ROANOKE TIMES 
                      Copyright (c) 1996, Roanoke Times

DATE: Sunday, January 21, 1996               TAG: 9601220013
SECTION: CURRENT                  PAGE: NRV2 EDITION: NEW RIVER VALLEY 
COLUMN: dispatches from rye hollow
SOURCE: STEVE KARK


WOODSMAN WEATHERS STORM IN . . . ARIZONA

I'd like to be able to say I weathered the recent winter storm with grit and self-reliance. That my wife and I hunkered down in Rye Hollow, stocked up on firewood and supplies, and waited it out like true woodsfolk.

I could go into a long-winded account of how we cleaned out the wood stove and set aside a big pile of kindling; or how we propped the snow shovels near the back door and put new mantles on the Coleman lanterns.

I'd like to say that this is what happened, but it wouldn't be right.

You see, while the New River Valley was assaulted by one of the worst snowstorms ever, I was a thousand miles away in an Arizona desert, hiking and taking pictures of cacti.

It's not as though we went there to avoid the storm. The trip had been planned months before. Still, this is the second time we've avoided a serious winter storm by escaping to a warmer place; we missed the Blizzard of '93 in the same way.

Mind you, I don't regret missing the snow and all. The romance of new snow wears awfully thin when supplies run low, and you can't get out to renew them. And even under the best of conditions - a full fridge, satellite TV, unread books in the library - cabin fever begins to take hold in a surprisingly short time.

Given a choice, I'd much rather be in the desert. It's just that this pattern of running off when the going gets tough complicates any claim I might make about being a self-reliant woodsman, an image, however phony, I've worked hard at nurturing.

Should the truth be known, chain saws make me nervous. Still, I'd like folks to think I can handle one well enough when I need to. I can split wood too, but the man who keeps cattle in the field above us - a man considerably older than me - puts me to shame when he gets to splitting firewood.

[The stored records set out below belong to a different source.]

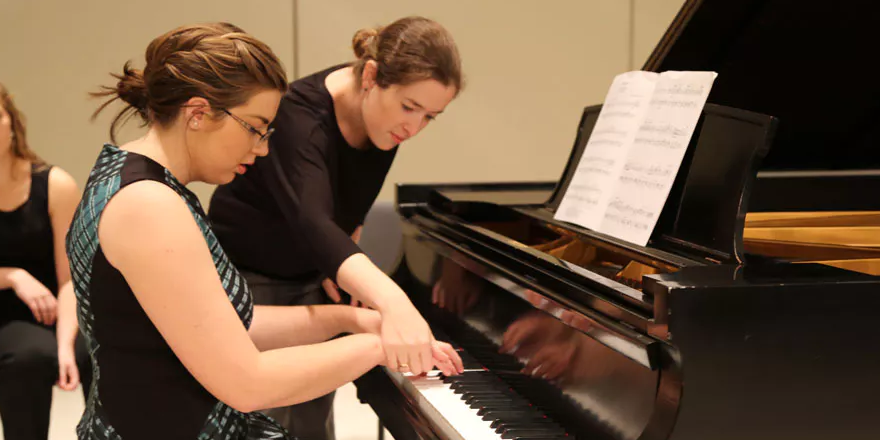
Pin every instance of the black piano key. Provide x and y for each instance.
(541, 425)
(525, 417)
(491, 398)
(514, 433)
(493, 414)
(544, 437)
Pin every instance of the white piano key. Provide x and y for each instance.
(451, 415)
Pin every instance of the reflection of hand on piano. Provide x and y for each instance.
(552, 361)
(456, 289)
(546, 343)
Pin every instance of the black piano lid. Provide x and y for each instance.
(808, 63)
(704, 215)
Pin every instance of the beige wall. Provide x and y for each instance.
(53, 52)
(531, 67)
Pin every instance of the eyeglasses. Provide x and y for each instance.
(262, 136)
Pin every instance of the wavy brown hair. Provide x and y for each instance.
(20, 147)
(216, 61)
(408, 50)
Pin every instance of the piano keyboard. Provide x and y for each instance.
(477, 405)
(483, 402)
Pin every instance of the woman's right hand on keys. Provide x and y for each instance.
(406, 338)
(36, 296)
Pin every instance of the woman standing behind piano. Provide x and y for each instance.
(293, 221)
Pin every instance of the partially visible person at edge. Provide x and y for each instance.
(292, 222)
(179, 349)
(39, 346)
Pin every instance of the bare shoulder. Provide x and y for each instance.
(63, 190)
(146, 219)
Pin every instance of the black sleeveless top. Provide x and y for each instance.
(141, 390)
(27, 242)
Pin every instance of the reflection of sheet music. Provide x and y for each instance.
(656, 154)
(607, 149)
(634, 152)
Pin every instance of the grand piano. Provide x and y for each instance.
(752, 313)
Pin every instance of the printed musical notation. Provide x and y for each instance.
(634, 153)
(607, 149)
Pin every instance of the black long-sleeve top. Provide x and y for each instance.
(291, 215)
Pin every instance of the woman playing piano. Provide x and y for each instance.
(178, 347)
(293, 221)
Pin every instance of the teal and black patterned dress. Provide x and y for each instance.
(140, 389)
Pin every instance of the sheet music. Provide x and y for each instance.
(607, 150)
(656, 154)
(634, 152)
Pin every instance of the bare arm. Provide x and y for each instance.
(7, 277)
(286, 326)
(168, 265)
(406, 336)
(63, 198)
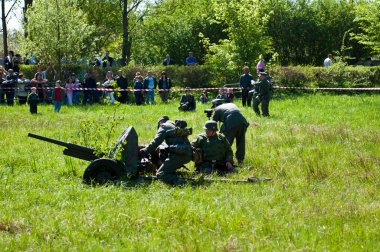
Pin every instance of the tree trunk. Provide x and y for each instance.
(5, 32)
(27, 3)
(125, 53)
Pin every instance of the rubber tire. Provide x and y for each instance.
(102, 171)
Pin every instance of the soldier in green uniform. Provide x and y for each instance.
(32, 100)
(234, 125)
(214, 149)
(179, 150)
(187, 102)
(263, 92)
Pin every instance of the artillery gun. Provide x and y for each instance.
(109, 169)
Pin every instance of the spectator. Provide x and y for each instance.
(107, 60)
(71, 90)
(23, 84)
(245, 81)
(204, 97)
(150, 83)
(39, 83)
(98, 60)
(9, 86)
(58, 95)
(138, 87)
(264, 90)
(2, 79)
(16, 63)
(187, 102)
(230, 95)
(90, 94)
(33, 100)
(191, 60)
(222, 95)
(8, 61)
(164, 84)
(328, 61)
(122, 83)
(260, 67)
(109, 83)
(167, 61)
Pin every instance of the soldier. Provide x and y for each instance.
(263, 89)
(234, 125)
(245, 84)
(179, 149)
(214, 149)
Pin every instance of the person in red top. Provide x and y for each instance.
(58, 94)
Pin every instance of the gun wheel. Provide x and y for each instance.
(102, 171)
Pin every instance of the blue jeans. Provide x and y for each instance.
(149, 96)
(57, 106)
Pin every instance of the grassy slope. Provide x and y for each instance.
(322, 152)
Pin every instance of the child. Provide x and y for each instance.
(230, 95)
(57, 96)
(138, 86)
(33, 100)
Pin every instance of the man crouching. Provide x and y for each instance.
(215, 151)
(179, 149)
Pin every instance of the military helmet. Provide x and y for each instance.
(162, 118)
(216, 102)
(211, 125)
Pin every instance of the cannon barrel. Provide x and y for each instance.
(72, 150)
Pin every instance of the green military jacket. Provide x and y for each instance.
(213, 148)
(177, 144)
(32, 98)
(230, 115)
(264, 89)
(188, 100)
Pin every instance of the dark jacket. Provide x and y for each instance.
(213, 148)
(187, 101)
(161, 83)
(146, 83)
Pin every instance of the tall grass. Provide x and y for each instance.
(322, 152)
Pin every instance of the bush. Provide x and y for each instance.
(337, 75)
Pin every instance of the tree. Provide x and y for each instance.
(368, 19)
(57, 32)
(245, 24)
(4, 16)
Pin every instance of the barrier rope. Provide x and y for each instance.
(193, 89)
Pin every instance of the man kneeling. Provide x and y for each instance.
(214, 149)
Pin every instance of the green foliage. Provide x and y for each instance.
(57, 32)
(321, 151)
(368, 19)
(338, 75)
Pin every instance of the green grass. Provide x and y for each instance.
(322, 151)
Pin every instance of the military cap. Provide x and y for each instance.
(216, 102)
(211, 125)
(162, 118)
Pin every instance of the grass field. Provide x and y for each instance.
(322, 151)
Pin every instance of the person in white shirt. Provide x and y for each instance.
(328, 61)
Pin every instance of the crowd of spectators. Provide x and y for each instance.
(90, 89)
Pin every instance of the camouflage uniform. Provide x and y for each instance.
(215, 152)
(234, 126)
(179, 152)
(187, 103)
(263, 89)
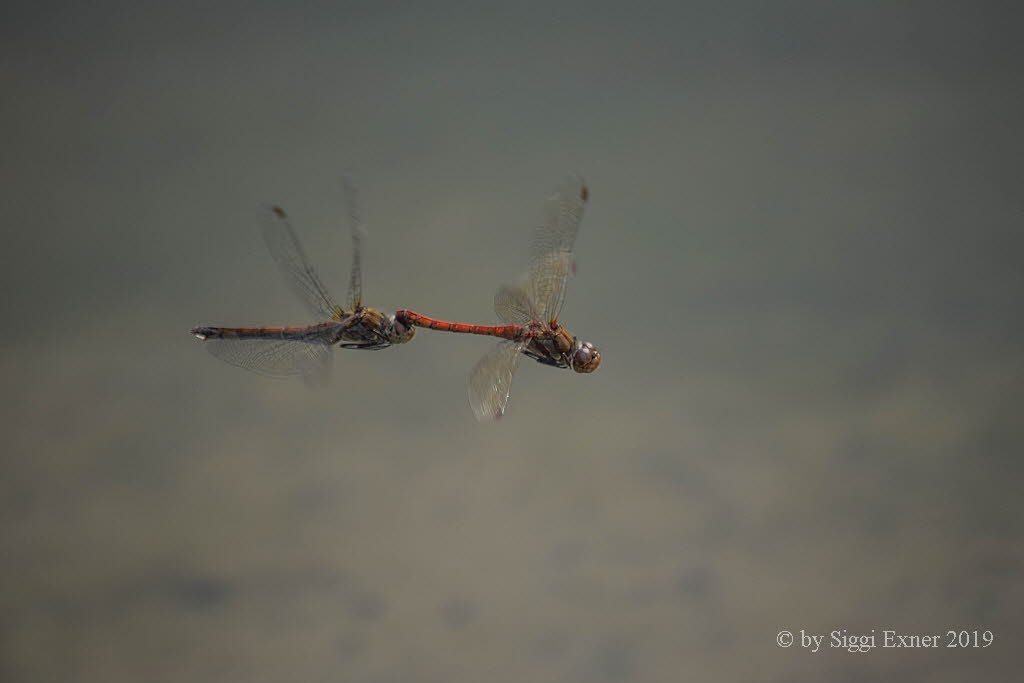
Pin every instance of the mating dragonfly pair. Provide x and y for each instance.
(528, 311)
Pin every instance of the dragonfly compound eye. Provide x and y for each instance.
(586, 358)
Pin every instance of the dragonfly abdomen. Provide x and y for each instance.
(505, 331)
(295, 333)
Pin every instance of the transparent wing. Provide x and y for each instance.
(288, 253)
(513, 305)
(357, 226)
(491, 380)
(274, 357)
(551, 252)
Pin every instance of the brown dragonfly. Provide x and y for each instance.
(304, 350)
(528, 311)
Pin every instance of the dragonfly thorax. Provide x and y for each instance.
(397, 332)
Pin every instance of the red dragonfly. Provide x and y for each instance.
(528, 311)
(304, 350)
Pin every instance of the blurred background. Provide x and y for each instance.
(801, 261)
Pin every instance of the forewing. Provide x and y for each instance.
(551, 252)
(291, 258)
(275, 357)
(491, 380)
(513, 305)
(357, 227)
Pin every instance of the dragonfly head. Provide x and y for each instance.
(397, 332)
(584, 357)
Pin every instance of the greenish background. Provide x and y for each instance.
(801, 261)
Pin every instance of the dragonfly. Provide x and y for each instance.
(528, 311)
(305, 350)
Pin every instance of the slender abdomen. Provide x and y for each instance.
(409, 317)
(298, 333)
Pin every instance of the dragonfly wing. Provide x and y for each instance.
(357, 227)
(275, 357)
(291, 258)
(491, 380)
(513, 305)
(551, 252)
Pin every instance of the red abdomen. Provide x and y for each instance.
(504, 331)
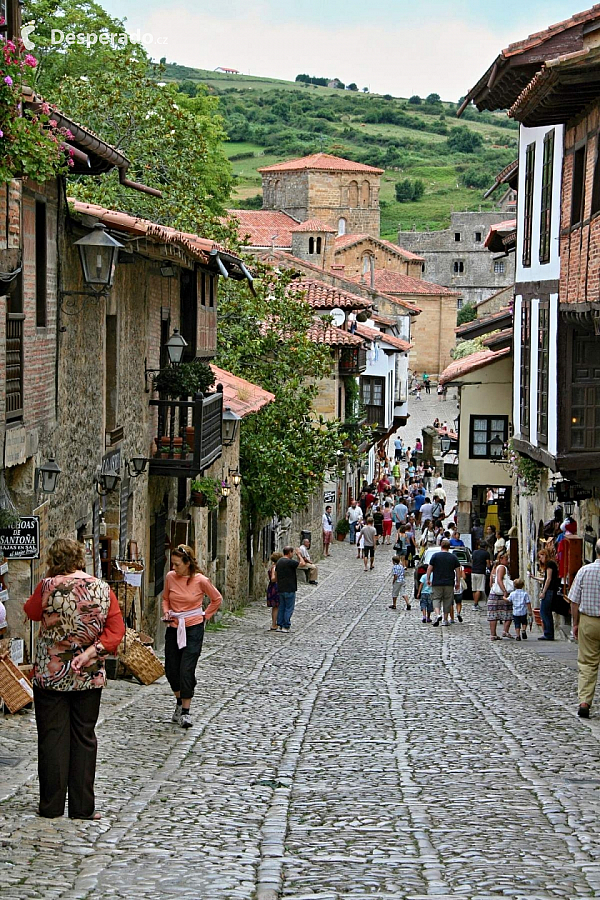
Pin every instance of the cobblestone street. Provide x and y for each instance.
(365, 754)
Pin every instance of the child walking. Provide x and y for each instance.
(398, 583)
(424, 596)
(521, 602)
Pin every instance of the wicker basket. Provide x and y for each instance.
(139, 659)
(15, 688)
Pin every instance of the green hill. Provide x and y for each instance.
(416, 140)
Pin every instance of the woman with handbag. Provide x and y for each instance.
(499, 606)
(272, 590)
(80, 623)
(183, 611)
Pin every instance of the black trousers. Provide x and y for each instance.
(180, 665)
(67, 749)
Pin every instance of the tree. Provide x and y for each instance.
(285, 448)
(467, 313)
(173, 142)
(461, 140)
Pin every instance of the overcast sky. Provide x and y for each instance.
(400, 47)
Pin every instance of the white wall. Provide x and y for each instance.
(550, 270)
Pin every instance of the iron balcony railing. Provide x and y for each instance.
(353, 361)
(189, 435)
(14, 365)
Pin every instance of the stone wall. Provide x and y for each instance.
(328, 196)
(441, 250)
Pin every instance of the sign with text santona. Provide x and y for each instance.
(21, 541)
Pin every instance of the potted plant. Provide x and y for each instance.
(206, 491)
(342, 528)
(184, 380)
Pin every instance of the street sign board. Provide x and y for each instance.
(21, 541)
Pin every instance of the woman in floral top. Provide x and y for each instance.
(80, 623)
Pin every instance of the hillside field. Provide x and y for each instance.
(269, 120)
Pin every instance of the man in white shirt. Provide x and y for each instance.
(306, 562)
(327, 530)
(354, 516)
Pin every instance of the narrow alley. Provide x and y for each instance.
(364, 754)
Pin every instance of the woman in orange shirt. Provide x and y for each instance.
(184, 613)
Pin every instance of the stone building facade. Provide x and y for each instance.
(456, 257)
(341, 193)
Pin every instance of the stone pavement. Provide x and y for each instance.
(364, 754)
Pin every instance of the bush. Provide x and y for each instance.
(461, 140)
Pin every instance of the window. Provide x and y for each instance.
(188, 312)
(353, 193)
(525, 367)
(546, 211)
(543, 354)
(578, 186)
(596, 187)
(41, 264)
(585, 393)
(484, 429)
(372, 391)
(528, 205)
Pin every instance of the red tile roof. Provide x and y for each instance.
(395, 283)
(325, 296)
(372, 334)
(322, 162)
(506, 227)
(196, 246)
(314, 225)
(264, 227)
(321, 333)
(343, 241)
(243, 397)
(461, 367)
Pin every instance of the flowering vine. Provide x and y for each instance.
(31, 143)
(528, 471)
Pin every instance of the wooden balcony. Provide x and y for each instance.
(353, 361)
(189, 435)
(14, 366)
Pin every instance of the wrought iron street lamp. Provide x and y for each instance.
(231, 422)
(46, 476)
(98, 253)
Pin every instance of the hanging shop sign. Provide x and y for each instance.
(21, 541)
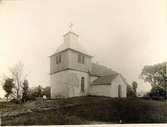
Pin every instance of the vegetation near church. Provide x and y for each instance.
(156, 75)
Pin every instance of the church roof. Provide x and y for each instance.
(100, 70)
(105, 80)
(71, 42)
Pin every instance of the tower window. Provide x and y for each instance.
(82, 84)
(81, 59)
(58, 59)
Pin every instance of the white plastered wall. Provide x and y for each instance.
(68, 83)
(99, 90)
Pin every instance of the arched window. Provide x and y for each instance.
(82, 84)
(119, 91)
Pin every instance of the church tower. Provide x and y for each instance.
(69, 68)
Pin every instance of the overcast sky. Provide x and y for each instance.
(122, 34)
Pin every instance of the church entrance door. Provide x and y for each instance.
(82, 84)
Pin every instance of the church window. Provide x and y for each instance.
(119, 91)
(82, 84)
(81, 59)
(58, 59)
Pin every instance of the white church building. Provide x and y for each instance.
(72, 73)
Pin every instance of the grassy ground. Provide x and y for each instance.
(88, 110)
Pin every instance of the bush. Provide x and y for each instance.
(158, 93)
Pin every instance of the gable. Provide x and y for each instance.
(100, 70)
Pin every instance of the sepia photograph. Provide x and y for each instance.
(83, 62)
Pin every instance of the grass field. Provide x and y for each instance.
(85, 110)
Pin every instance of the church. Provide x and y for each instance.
(72, 73)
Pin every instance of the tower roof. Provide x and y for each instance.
(71, 42)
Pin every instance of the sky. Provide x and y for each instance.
(122, 34)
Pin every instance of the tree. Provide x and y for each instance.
(158, 92)
(25, 91)
(134, 86)
(8, 86)
(155, 74)
(18, 76)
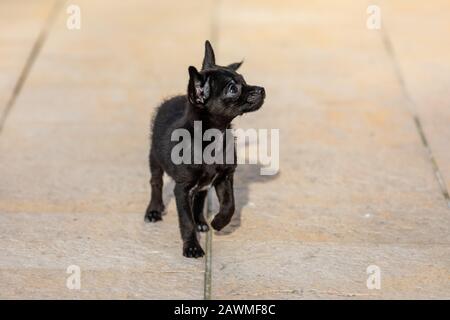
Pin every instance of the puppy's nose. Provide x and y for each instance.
(261, 91)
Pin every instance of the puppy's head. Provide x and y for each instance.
(221, 91)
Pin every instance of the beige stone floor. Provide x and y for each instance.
(356, 186)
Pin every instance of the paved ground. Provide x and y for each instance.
(356, 187)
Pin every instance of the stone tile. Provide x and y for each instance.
(416, 31)
(21, 23)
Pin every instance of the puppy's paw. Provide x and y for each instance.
(202, 227)
(152, 216)
(192, 250)
(219, 223)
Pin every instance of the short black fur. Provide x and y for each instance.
(216, 95)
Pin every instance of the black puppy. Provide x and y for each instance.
(216, 95)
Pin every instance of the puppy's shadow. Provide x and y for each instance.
(244, 176)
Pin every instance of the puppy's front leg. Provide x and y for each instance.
(224, 191)
(191, 247)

My wife and I both drive four-wheel drive vehicles, and not just because they happen to be the trend at the time. We need them often enough just to get up and down the driveway, even when there isn't 3 feet of snow to plow through.

Nonetheless, after we had returned from our trip, it didn't take me long to get BOTH stuck in the snow. Some self-reliant woodsman!

As I said before, I'd like to be able to say that we dealt with the storm through our own resourceful efforts, but it wouldn't be the truth.

In fact, we weren't home more than a few hours before I began asking the neighbors for help.

And though they had problems of their own, not the least of which included having hungry livestock to feed, they lent a helping hand anyway.

Between them, our neighbors have cleared our road, pulled our vehicles from ditches, picked fresh vegetables for us in the summer and fed our cats while we were away.

I could go on and on.

They know how self-reliant we really are.

I ask you, what am I going to do with neighbors like that? I can't even work up the phony woodsman story with folks like that around.